In the Cum-Ex tax scandal, everything points to a confession by Hanno Berger. The court also expects a million-dollar payment. But there is a problem.

Hanno Berger in court

The tax lawyer Hanno Berger earned millions with cum-ex deals. He now faces up to 15 years in prison.

(Photo: dpa)

Dusseldorf Hanno Berger wasn’t there when his money was at stake. A week ago on Tuesday, his three lawyers met with two judges and two prosecutors at the Bonn Regional Court at 10 a.m. The accused Berger was parked in the demonstration area of ​​​​the district court if a consultation was required. The delicate conversation itself was conducted by his defense attorneys without their impulsive client.

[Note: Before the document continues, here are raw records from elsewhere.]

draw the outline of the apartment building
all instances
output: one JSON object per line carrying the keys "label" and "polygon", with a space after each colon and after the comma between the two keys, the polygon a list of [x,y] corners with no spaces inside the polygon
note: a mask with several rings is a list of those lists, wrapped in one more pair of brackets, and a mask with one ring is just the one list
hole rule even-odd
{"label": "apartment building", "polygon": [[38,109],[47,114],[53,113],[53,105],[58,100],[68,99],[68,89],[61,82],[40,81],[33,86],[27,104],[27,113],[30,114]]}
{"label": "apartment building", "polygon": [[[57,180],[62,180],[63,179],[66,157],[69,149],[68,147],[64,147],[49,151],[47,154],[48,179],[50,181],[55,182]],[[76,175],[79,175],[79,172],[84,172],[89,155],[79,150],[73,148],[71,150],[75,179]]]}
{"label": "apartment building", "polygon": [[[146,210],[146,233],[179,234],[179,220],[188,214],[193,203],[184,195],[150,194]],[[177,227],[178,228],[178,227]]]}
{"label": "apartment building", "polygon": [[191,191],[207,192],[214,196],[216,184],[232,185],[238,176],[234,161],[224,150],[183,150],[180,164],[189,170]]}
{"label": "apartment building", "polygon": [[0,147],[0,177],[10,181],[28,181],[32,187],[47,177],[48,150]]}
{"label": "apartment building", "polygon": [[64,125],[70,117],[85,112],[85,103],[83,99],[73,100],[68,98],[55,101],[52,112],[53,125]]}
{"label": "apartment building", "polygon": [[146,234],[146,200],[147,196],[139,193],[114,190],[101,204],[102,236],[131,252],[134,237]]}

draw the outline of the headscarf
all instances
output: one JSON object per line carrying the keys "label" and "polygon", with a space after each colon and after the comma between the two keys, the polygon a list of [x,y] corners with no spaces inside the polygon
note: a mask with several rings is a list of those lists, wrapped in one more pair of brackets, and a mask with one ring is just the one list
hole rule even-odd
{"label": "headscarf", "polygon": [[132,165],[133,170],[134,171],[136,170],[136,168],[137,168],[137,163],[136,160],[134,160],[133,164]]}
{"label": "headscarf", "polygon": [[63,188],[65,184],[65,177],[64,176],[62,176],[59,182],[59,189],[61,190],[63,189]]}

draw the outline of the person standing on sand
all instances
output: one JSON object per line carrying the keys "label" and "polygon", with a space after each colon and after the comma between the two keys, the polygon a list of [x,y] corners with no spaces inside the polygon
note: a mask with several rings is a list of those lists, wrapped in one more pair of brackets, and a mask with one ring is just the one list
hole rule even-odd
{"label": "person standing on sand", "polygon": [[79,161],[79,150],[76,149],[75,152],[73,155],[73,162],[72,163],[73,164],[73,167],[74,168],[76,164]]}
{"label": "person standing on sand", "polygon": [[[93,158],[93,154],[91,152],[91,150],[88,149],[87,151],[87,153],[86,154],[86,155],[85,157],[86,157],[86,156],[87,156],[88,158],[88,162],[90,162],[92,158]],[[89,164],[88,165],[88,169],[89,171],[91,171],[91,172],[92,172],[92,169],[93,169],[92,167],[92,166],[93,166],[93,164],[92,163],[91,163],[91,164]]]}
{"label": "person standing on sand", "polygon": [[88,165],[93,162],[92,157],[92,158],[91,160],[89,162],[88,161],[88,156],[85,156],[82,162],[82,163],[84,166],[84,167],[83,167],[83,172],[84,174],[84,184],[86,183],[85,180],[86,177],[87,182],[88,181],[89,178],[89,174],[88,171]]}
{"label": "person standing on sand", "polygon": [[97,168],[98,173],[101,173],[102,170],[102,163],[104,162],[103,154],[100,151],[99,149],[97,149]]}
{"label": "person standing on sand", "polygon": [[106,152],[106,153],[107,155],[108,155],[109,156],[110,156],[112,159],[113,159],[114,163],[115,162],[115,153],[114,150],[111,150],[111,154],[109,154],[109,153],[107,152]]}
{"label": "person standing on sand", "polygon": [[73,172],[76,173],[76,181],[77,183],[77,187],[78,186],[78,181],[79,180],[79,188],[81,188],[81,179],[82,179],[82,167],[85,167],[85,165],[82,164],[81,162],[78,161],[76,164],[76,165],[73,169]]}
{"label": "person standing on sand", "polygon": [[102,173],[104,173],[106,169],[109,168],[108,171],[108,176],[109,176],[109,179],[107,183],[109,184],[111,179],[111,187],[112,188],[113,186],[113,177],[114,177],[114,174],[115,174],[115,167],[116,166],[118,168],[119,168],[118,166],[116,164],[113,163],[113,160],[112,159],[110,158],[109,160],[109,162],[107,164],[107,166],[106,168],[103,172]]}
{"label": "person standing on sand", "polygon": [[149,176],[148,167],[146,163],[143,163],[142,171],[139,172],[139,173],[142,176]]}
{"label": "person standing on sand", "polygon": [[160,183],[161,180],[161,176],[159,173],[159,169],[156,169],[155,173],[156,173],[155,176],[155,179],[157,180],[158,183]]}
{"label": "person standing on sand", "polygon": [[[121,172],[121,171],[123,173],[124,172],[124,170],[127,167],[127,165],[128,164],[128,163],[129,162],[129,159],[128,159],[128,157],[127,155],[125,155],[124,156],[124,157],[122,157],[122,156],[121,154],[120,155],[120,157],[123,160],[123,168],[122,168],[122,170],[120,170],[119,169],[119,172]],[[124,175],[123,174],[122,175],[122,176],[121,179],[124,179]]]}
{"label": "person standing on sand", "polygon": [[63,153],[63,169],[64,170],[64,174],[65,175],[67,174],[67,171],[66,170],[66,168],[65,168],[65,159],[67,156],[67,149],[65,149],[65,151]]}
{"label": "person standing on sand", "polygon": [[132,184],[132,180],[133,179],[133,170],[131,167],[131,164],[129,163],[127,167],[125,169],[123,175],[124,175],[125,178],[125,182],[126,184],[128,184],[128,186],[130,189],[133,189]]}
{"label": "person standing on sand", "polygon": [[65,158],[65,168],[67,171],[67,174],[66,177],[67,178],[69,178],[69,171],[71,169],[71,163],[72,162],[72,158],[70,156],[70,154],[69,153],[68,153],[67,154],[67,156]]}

Berger, once a star lawyer in German tax law, is in the dock in Bonn. The public prosecutor holds him responsible for a tax loss of 278 million euros. Means to an end were cum-ex deals. Those involved had taxes refunded that they had not paid at all. Berger advised as a tax attorney and recruited investors.

Berger has always denied that cum-ex deals are illegal. The possibility of double tax refunds is due to a legal loophole, the 71-year-old told Handelsblatt and others. Exploiting loopholes in the law is not illegal.

Berger’s argument has a catch: every court that dealt with it came to a different conclusion. The Cologne Finance Court declared that it was “logically impossible” to have a tax refunded twice.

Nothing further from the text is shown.